I feel the same with all the questionnaires we are faced with which all come from physios, OT's and therapists for use in rehab clinics they run.
 
Those with another post-viral illness, ME/CFS, have sometimes been re-traumatized by the reaction of healthcare workers, friends, and even family members to their disease. This same type of stigma could occur for those with Long COVID. With ME/CFS, because about 20% of the general population experiences fatigue, it is not uncommon for people to feel their fatigue is comparable to ME/CFS, and if they can cope with their symptoms, they expect others to cope with what they believe to be similar symptoms. Yet these attitudes trivialize the experience of ME/CFS, because common fatigue is not the same as the debilitating fatigue (and other associated symptoms) of ME/CFS. The consequences are that 95% of individuals seeking medical treatment for ME/CFS report feelings of estrangement, 90% of patients with ME/CFS report delegitimizing experiences by physicians, and most cannot find a knowledgeable and sympathetic physician to care for them. Avoiding similar trauma for patients with Long COVID should be a priority.

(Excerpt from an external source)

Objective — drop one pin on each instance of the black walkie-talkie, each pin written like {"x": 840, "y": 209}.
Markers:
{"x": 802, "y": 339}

All true but one could go a step further and say "reversing the failure and stigma for ME/CFS is a priority".

Our study found that shortness of breath or trouble catching your breath, gastrointestinal symptoms, and loss of/change in smell or taste were the three highest-rated items for identifying Long COVID, with other high-scoring items consisting of autonomic domains (dizziness or fainting, heavy legs and/or swelling of legs, vision problems), post-exertional malaise (physically drained or sick after mild activity), a respiratory symptom (nose congestion), another gastrointestinal symptom (no appetite), muscle aches, and a cognitive item (absent-mindedness or forgetfulness).

PEM not clearly including delayed onset of / increase in symptoms. Noting the problems with broad inclusion criteria —

such an approach will have poor specificity, so many will be inaccurately diagnosed with Long COVID. If a person can meet Long COVID criteria by merely having a few minor symptoms for 3 months following COVID infection, the prevalence of Long COVID will be extremely high. For example, a large percentage of primary care patients with psychogenic causes have unexplained symptoms, and they might fit a broad case definition of Long COVID. Therefore, a broader case definition might also lead to incorrectly attributing those with Long COVID to having psychogenic causes.

That's assuming accuracy in the idea of unexplained symptoms being explained by psychogenic causes. Apart from being unevidenced, though a widely held belief in medicine, it is an illogical concept to say something is both explained and unexplained at the same time (as we have previously noted).